Thursday, August 25, 2016

Q&A: Is it true that the Saxons didn't have queens?

History Extra


A statue assumed to be of Anglo-Saxon king Otto I with his wife, Ædgyth, who was anointed queen. (AKG)

Asser tells us that Eadburh so tyrannised her husband, King Beorhtric of the West Saxons, (whom she eventually poisoned) that she was forced into exile at the court of Charlemagne, king of the Franks.
 
The story is a myth intended to denigrate the memory of King Offa and Charlemagne. The poisoning of Beorhtric supplied a convenient explanation for the usurpation of the throne of Wessex in AD 802 by King Alfred’s grandfather Egbert of Kent.
 
This wasn’t the last time that Alfred’s family used the supposed queenlessness of the West Saxons as a political tool.

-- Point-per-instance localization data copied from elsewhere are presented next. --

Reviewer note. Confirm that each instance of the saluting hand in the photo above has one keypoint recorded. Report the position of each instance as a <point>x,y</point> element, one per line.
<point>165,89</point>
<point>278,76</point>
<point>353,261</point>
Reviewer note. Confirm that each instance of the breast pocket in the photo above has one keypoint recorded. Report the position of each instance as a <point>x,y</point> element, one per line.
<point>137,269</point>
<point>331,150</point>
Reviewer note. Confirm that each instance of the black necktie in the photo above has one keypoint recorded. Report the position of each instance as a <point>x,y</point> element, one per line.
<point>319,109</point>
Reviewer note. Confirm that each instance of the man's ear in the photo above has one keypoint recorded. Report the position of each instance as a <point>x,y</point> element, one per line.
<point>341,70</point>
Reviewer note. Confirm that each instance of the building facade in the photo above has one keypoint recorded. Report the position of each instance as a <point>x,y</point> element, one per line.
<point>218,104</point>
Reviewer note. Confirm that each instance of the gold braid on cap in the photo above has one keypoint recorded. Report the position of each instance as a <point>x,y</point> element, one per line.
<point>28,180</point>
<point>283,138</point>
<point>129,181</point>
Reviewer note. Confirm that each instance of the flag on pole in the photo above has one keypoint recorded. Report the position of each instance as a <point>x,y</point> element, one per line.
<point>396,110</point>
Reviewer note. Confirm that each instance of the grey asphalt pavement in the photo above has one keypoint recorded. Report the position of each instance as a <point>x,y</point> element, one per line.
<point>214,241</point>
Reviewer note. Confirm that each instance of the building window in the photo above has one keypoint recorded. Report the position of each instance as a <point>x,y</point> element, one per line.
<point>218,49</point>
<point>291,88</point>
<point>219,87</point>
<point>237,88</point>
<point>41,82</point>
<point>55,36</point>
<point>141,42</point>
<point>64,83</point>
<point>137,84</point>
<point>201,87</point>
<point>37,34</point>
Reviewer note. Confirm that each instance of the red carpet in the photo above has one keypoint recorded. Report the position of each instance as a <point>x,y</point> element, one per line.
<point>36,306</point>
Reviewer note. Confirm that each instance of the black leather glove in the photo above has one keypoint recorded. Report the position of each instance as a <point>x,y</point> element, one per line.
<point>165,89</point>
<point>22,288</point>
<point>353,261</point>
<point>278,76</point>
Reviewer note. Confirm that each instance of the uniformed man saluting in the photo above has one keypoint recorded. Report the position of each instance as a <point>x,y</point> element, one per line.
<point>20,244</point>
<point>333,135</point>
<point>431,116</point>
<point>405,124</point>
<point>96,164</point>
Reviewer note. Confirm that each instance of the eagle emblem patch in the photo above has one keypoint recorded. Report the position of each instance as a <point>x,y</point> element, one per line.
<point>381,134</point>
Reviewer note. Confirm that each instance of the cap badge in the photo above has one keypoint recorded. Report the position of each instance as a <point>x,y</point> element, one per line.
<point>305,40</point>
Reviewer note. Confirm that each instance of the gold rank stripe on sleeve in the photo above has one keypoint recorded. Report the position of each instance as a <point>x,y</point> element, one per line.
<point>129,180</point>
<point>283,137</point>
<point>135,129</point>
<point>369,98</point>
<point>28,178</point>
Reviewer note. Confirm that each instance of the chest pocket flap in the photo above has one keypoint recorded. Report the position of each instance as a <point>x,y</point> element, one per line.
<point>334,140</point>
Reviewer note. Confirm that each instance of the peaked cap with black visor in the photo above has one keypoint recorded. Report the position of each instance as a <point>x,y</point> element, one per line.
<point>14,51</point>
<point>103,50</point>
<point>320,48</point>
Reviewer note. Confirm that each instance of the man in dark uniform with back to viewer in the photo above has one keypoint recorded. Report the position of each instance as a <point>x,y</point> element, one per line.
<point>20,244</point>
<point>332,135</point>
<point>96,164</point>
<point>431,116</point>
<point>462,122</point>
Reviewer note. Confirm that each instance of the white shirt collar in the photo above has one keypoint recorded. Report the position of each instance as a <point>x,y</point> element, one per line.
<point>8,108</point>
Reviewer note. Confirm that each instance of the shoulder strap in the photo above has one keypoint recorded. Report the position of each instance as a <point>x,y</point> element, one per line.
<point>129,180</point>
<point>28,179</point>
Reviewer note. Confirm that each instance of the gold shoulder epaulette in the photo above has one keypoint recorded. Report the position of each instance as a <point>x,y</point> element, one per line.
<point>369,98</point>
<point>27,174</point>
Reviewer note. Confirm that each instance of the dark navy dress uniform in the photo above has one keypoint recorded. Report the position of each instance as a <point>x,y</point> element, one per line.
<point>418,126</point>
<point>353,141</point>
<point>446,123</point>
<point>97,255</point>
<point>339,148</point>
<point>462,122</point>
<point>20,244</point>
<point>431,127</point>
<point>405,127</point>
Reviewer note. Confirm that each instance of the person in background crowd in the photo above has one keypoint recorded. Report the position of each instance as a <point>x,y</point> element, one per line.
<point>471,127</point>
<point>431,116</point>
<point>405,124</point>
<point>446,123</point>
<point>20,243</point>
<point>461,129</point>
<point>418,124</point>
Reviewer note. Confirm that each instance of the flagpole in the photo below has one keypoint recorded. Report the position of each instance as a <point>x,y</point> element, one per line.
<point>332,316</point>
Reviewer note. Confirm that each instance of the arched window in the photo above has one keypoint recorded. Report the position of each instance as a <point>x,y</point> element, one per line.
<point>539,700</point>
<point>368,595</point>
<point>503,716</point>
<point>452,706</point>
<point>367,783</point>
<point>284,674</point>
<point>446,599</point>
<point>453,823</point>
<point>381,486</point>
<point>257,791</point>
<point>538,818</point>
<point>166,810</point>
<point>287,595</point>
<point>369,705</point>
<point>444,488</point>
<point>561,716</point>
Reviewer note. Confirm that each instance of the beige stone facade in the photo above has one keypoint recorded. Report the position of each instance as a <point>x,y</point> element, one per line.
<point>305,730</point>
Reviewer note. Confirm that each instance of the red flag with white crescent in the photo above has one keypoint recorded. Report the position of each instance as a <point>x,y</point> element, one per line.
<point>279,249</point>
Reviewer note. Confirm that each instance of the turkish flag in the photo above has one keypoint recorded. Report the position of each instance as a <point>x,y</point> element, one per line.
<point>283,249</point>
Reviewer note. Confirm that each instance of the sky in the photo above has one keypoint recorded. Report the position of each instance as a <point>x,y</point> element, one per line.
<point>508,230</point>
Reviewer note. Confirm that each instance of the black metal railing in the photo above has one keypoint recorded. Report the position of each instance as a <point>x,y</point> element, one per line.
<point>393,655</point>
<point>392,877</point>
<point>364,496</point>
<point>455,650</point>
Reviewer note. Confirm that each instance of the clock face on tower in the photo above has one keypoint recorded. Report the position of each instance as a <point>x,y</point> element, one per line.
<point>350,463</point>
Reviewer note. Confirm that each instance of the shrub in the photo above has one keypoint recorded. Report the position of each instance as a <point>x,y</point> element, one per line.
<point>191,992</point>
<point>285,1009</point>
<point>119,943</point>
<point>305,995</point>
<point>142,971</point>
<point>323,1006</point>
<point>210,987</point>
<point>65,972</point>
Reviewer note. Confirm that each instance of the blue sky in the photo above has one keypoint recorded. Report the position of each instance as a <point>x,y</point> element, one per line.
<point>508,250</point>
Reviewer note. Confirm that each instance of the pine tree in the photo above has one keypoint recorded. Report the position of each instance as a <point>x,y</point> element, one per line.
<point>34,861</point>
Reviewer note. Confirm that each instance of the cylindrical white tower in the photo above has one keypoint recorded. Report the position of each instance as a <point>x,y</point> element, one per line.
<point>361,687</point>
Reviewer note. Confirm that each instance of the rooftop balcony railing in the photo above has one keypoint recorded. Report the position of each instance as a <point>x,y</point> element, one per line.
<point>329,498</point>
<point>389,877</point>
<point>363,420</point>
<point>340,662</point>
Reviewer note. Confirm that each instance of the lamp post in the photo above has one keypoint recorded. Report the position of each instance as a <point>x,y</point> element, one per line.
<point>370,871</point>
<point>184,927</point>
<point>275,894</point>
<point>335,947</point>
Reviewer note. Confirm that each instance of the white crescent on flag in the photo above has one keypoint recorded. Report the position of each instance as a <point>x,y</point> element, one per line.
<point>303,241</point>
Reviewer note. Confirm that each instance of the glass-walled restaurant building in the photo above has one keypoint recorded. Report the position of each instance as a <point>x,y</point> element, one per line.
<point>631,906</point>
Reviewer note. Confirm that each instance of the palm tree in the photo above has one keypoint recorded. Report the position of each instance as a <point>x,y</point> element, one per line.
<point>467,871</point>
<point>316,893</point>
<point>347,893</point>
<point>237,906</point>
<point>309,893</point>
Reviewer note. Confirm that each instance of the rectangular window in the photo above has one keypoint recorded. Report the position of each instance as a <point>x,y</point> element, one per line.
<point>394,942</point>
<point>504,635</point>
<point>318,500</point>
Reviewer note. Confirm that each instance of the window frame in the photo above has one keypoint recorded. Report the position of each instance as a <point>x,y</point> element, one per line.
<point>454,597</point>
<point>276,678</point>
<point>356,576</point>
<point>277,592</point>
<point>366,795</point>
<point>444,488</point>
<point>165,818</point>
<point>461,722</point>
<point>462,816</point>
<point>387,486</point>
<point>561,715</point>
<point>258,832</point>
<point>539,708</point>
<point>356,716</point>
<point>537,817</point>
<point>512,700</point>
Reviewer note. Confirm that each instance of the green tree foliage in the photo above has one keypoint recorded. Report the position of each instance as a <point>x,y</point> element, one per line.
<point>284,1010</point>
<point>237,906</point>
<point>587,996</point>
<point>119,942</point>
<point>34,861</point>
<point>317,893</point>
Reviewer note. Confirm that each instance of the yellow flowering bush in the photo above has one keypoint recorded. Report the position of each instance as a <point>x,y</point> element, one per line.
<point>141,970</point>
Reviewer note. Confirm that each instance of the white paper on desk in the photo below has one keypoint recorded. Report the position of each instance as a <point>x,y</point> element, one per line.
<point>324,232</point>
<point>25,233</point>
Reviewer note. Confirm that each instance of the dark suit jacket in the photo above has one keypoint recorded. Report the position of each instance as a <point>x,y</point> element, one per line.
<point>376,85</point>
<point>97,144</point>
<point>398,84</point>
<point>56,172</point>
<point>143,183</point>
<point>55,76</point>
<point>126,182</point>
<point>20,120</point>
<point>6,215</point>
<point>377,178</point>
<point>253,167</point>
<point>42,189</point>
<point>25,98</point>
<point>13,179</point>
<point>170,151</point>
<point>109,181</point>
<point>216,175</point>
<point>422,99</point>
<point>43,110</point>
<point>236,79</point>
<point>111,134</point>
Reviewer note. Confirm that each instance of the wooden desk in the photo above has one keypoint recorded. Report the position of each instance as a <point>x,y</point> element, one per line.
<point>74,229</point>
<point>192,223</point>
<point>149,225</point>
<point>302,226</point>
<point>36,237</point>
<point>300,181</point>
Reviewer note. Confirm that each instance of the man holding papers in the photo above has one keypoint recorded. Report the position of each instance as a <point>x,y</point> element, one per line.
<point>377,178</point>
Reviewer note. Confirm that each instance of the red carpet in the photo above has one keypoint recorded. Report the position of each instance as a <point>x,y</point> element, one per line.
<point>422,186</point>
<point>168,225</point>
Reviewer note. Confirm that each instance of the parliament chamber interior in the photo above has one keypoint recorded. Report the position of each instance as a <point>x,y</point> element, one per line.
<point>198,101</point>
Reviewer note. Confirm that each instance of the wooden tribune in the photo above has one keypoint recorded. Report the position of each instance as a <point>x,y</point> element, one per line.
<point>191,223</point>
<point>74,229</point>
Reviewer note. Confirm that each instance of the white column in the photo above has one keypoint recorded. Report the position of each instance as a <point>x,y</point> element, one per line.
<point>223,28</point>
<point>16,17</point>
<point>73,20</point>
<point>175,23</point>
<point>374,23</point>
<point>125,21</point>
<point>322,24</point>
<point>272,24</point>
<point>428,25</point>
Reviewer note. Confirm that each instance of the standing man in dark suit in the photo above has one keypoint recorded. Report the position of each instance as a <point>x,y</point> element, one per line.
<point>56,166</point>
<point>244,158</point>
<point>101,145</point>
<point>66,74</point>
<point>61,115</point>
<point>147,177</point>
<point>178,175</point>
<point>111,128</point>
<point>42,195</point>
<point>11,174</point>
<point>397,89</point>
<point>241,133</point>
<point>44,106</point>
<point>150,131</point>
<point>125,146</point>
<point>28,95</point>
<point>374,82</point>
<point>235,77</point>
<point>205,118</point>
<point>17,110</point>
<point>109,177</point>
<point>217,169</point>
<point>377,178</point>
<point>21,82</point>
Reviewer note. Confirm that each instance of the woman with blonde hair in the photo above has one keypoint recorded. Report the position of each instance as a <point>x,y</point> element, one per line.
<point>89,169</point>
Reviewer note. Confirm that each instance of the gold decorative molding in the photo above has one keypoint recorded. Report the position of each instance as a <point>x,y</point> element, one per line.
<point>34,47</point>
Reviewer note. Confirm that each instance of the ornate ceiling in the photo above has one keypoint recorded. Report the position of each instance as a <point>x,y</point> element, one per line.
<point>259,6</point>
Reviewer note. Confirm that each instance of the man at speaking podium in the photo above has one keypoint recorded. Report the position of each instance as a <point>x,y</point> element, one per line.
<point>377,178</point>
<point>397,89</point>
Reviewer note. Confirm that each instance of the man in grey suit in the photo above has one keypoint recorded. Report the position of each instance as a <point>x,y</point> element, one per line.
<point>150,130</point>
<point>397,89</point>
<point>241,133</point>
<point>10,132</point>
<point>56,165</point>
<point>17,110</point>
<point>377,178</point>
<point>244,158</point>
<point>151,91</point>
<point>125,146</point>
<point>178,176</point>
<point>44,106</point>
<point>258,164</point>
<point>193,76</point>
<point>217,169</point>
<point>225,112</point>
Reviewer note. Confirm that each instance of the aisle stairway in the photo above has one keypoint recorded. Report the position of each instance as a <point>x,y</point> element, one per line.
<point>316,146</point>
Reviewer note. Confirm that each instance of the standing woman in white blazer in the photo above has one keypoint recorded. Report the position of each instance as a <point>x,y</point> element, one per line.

Alfred’s father remarried, and since this new wife, Judith, demanded recognition as ‘queen’, Alfred and his brothers used queenlessness to guard against any claim by Judith’s children to succeed as king. 
 
Later, it became customary for West Saxon royal brides to be both designated and publicly anointed as queens. What was not allowed was for a woman, either a wife or a daughter, to claim the throne in her own right.
 
It was not until the time of Matilda, the daughter of the Norman king Henry I of England, that this was first tried, and it was an attempt that led to civil war. By this time, the kingdom of Wessex was part of England.
 
Only in the 16th century was English custom set aside so that, as a means of preserving the dynasty of Henry VIII, first Mary and then Elizabeth Tudor were crowned as ruling queens. 
 
Answered by Professor Nicholas Vincent, from the University of East Anglia.